Training vs Inference: Two Modes
The Forward Pass
You've seen the transformer architecture: embeddings flow through attention and feed-forward blocks, then the LM head produces predictions. This flow from input to output is called the forward pass.
Every time you ask ChatGPT a question, it runs this forward pass. Your text goes in, predictions come out. The weights (all those learned numbers in the matrices) stay frozen - they don't change.
This is inference mode: using a trained model to make predictions.
But Where Do the Weights Come From?
The weights weren't always useful. Before training, they're random numbers. A random transformer produces garbage - it might predict "banana" after "the cat sat on the".
Training is how those random weights become useful pattern detectors. The model processes billions of text examples, compares its predictions to actual next words, and gradually adjusts its weights to make better predictions.
After billions of examples, the random weights transform into the patterns that make GPT-4 useful.
Training Adds the Backward Pass
Training needs more than the forward pass. After each prediction, it must figure out how to improve.
The backward pass (backpropagation) computes gradients - essentially asking "if I nudge this weight up or down, does the error get better or worse?" This requires storing intermediate values from the forward pass and running calculations backward through every layer.
Inference skips all of this. Weights are frozen. Just run forward and output the prediction.

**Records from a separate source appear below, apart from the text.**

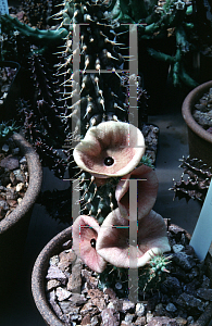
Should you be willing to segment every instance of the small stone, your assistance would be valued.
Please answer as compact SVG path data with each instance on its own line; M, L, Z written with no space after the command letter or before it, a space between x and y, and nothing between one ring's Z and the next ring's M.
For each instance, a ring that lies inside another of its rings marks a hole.
M58 254L55 254L55 255L53 255L53 256L50 258L50 260L49 260L50 266L57 266L58 263L59 263L59 256L58 256Z
M174 244L172 247L172 249L173 249L174 253L177 253L177 252L183 251L185 249L185 247L183 244Z
M205 301L212 301L212 289L199 288L197 296Z
M65 243L63 243L64 249L71 249L72 248L72 240L67 240Z
M21 160L20 160L20 163L23 164L23 163L27 163L27 160L25 156L23 156Z
M177 322L174 318L169 317L152 317L151 321L148 323L148 326L178 326Z
M97 317L97 316L91 317L90 324L91 324L91 326L97 326L97 325L99 325L99 319L98 319L98 317Z
M72 304L70 301L61 301L59 302L59 306L61 308L63 314L65 315L75 315L75 318L82 318L79 313L79 308Z
M111 288L107 288L107 289L104 289L104 291L103 291L105 294L108 294L109 296L109 298L111 298L111 299L115 299L116 298L116 294L115 294L115 292L114 292L114 290L113 289L111 289Z
M58 279L61 281L61 284L65 285L66 284L66 276L64 275L64 273L62 271L59 269L58 266L50 266L48 269L48 274L46 276L46 278L48 280L50 279Z
M138 325L138 326L145 326L146 325L146 317L137 317L136 322L134 323L134 325Z
M7 143L4 143L1 148L1 150L2 150L2 152L8 153L10 150L10 147Z
M3 160L1 160L0 166L12 171L20 166L20 161L12 155L8 155Z
M49 303L52 308L52 310L54 311L55 315L63 322L65 322L64 315L60 309L60 305L57 303L55 301L55 292L54 290L49 292Z
M102 325L104 326L119 326L120 313L112 308L107 308L101 312Z
M169 312L175 312L175 311L177 311L177 308L172 302L167 303L167 305L166 305L165 309Z
M93 305L90 301L88 301L87 303L84 304L84 306L80 310L82 315L86 315L89 312L93 312ZM96 309L96 311L98 312L98 309Z
M202 288L208 289L210 287L210 278L203 275Z
M20 152L20 148L18 147L12 149L13 155L17 155L18 152Z
M191 312L203 312L204 311L204 303L200 300L197 299L194 296L187 294L187 293L182 293L176 303L180 305L182 308L187 308Z
M91 298L92 304L96 305L99 311L102 311L107 308L105 301L103 299L103 292L99 289L88 290L88 297Z
M57 294L58 301L64 301L64 300L68 299L72 293L61 287L58 287L55 290L55 294Z
M177 322L177 326L185 326L187 325L187 321L183 317L175 317L175 321Z
M117 283L115 284L115 288L116 288L117 290L121 290L121 289L122 289L122 284L117 281Z
M87 314L83 317L80 325L90 325L90 323L91 323L90 315Z
M165 281L161 285L161 290L163 293L178 293L182 289L180 283L176 277L167 276Z
M135 309L135 303L129 300L123 300L122 302L122 311L124 313L130 312Z
M195 323L195 319L192 316L188 316L187 322L188 322L188 325L192 325Z
M172 260L185 271L189 271L196 265L192 256L186 254L185 252L174 253Z
M7 203L5 200L0 200L0 208L4 211L9 210L9 204Z
M7 192L5 192L5 198L7 198L7 201L8 201L8 200L16 200L16 199L17 199L17 195L16 195L16 192L14 191L14 189L8 188L8 189L7 189Z
M62 251L59 254L59 268L63 272L65 272L70 265L76 260L76 254L73 250L71 251Z
M15 187L15 190L17 192L22 191L23 189L24 189L24 184L23 183L17 184L16 187Z
M14 170L13 174L17 181L25 183L25 174L20 170Z
M124 321L127 323L130 323L130 322L133 322L134 318L135 318L135 314L127 313L124 317Z
M72 293L72 297L68 299L73 305L82 305L86 302L86 298L80 293Z
M82 262L76 260L74 265L72 265L72 275L68 277L67 290L73 291L82 286Z
M60 281L59 280L57 280L57 279L50 279L47 283L47 291L55 289L59 286L60 286Z
M7 202L11 208L15 208L17 205L17 201L13 199L8 199Z
M147 323L149 323L152 318L153 318L153 314L150 313L150 312L148 312L148 313L146 314Z
M136 314L138 317L141 317L145 315L145 304L139 302L136 304Z
M22 198L17 198L18 205L21 204L22 200L23 200Z

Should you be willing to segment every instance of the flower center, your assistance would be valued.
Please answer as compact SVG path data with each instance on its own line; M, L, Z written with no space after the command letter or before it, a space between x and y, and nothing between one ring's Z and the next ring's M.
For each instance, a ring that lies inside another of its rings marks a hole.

Why This Course Focuses on Inference
Understanding the forward pass is the foundation. It's where you learn what each component actually does:
- How embeddings convert words to vectors
- How attention finds relationships between words
- How feed-forward networks transform representations
- How the LM head produces vocabulary scores
- How softmax converts scores to probabilities
Training adds machinery on top of the forward pass (gradients, optimization, loss functions), but the core computation is the same. Once you understand how data flows forward through the transformer, you understand what the model is doing - whether in training or inference.
This course teaches the forward pass in detail. By Module 4, you'll understand every step from "the cat" to predicting "sat". That's the complete inference pipeline - and the foundation for understanding training if you go deeper.
Our Pre-Trained Tiny Model
We'll work with a tiny GPT that's already trained. The weights are learned and frozen - we're purely in inference mode. You'll load these weights, run the forward pass, and see exactly how predictions emerge from the architecture.
The training happened beforehand on simple English sentences. What you'll study is how those trained weights process new inputs to make predictions. That's inference - and that's what this course teaches.